■書評 基準値のからくり-安全はこうして数字になった

26202028_1基準値のからくり-安全はこうして数字になった

著者 村上道夫・永井孝志・小野恭子・岸本充生
出版社 講談社(ブルーバックス)
発行 2014 06/20



《思考停止に陥るな!!》
この書籍は、1つの数字が決まるまでには色々な背景や議論があって、根拠もそれぞれ異なることを解説していきます。本書のまえがきには、「成年は20歳」から始まります。では、その根拠は?1876年(明治9年)の太政官布告まで遡り、当時欧米諸国が21~25歳程度と定めていて、日本人が欧米人よりも、①:「成熟している」、②:「平均寿命が短い」ことから、採用されたとのこと。では、皆さんもご存じのように我が国は長寿国となり前述した②から捉えれば、成人の基準の数字は自ずと遅くなるはずですが、そうはなっていません。

上述したように呆気にとられるような基準から飲食物の基準、放射性物質の基準、大気汚染(PM2.5)や交通安全、生態系の保全etc..と様々な基準値の成り立ちや、その背景にある考え方を「3人寄れば文殊の知恵」ならぬ、工学者2名、理学者1名、経済学者1名の計4名が紹介していきます。また、本書のサブタイトルにもあるように本書は、ボク達の日常生活の安全にフォーカスされています。
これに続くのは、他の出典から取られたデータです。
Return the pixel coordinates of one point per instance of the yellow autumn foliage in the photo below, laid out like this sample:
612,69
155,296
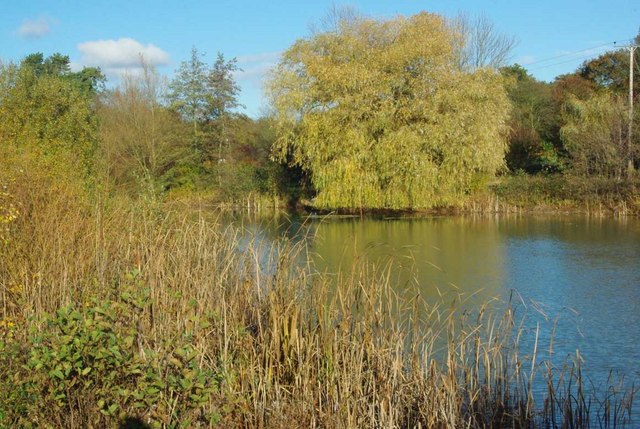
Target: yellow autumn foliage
381,116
よく議論の的になりますが、「安心」=「安全」ではなく、「安全」とは「受け入れられないリスクのないこと」と著者らは定義しています。すなわち、安全とは「リスクゼロ」ではないということになります。

米国の疫学者であり衛生工学者のウィリアム・セジウィック氏は「基準というものは、考える行為を遠ざけてしまう格好のツール」だと述べています。よって少なからずボク達の日々の生活のなかで、思考停止に陥っているケースがあるはずです。例えば、「もういくつ寝るとお正月・・」お餅は、日本の食文化と根づいていて、伝統的な正月の食材のひとつですが、実は本書によれば、一億口当たりの窒息事故頻度は、「餅」はあの悪者扱いされ国会でも取り上げられた「こんにゃくゼリー」の43~23倍であり 、リスク受容レベルが高いにも関わらず、生産制限された記憶はボクにはありません。このように科学的根拠に基づいていればいいという単純ではない基準がいかに多いか、とりわけ「食文化」について本書で納得させられます。
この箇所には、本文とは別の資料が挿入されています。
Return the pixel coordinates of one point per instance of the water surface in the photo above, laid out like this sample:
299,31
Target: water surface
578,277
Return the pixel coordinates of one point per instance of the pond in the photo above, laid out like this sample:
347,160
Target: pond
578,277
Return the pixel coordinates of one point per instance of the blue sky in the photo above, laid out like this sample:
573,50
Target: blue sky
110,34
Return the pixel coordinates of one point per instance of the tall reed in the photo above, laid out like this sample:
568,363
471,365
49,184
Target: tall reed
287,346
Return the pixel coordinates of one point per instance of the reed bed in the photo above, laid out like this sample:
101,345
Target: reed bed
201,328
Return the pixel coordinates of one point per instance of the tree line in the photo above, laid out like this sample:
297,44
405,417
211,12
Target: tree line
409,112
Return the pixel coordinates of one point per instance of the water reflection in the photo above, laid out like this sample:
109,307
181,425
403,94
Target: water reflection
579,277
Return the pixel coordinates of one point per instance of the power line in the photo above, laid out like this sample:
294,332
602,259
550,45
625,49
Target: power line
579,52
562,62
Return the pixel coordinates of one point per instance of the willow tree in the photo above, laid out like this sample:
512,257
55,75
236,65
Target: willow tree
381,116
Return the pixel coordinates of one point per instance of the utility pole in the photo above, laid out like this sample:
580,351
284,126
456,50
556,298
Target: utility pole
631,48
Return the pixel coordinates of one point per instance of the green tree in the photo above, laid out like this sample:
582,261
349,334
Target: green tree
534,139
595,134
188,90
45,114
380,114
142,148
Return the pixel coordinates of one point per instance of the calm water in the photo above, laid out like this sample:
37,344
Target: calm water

ここで、ボクが「餅」にフォーカスしたのには、2つの理由(わけ)があります。①:まずは、食品を詰まらせての死亡事故は、毎年4000人以上も起こっています。仮に、「私は事故が怖いから運転を控える!」そのような考えの方がいらっしゃれば(決して運転を強制しているわけではありません)、その数値から2013年の交通事故者数とほど同数なので、食品を口にすることができなくなります。そして、もう一点②:「損失余命年数」=亡くなられた方の失われた余命年数をメディアは、よく取り上げますがこの事と先述した「こんにゃくゼリー」と合致します。お亡くなりなりなられた方の多くは、餅も車の運転事故もともに高齢者の方々です。これが小さなお子様だと大きくニュースに取り上げられるわけです。

上述したことを考慮すると、「基準値を超えた超えない」に一喜一憂することがいかに無意味かが理解できます。

また、本書で首を傾げてしまう箇所は、日本が初めて生涯発がん確率のリスクレベルに基づいた基準値の制定は、1996年の「大気環境基準値」でした。その基準が「水道水質基準」にも使い回されてしまい、いったい何を意味した基準なのかがわからなくなってしまう事例なども記述されています。たまたま、本書を読んでいる途中でタバコを吸う友人に会いました。よく健康診断では、「一日あなたは何本タバコを吸いますか?」という質問がありますが、あれ「タールやニコチンの量は関係ないの??」と私的に疑問を持ちました。実は、かなりあいあまいな基準が、ボク達の私生活に氾濫しているわけです。

高速ツアーバス乗務距離の新基準などは、あの2012年4月、関越自動車道で起こった運転手の「居眠り」による国内バス事故としては大惨事後のことであり、基準値の前提条件が変わるのは大抵、大事故・大事件が起こってからだと気付かされます。リスクとベネフィットを天秤にかけ、リスクと上手に付き合うには、その基準となった「根拠」を知る必要性を強く感じさせられました。これが従来とは異なるレギュラトリーサイエンスであり、今そのレギュラトリーサイエンティストが求められていると思います。

多少大げさかもしれませんが、現代人にとって必読の一冊ではないでしょうか。ぜひ、この年末年始にご一読くださいませ。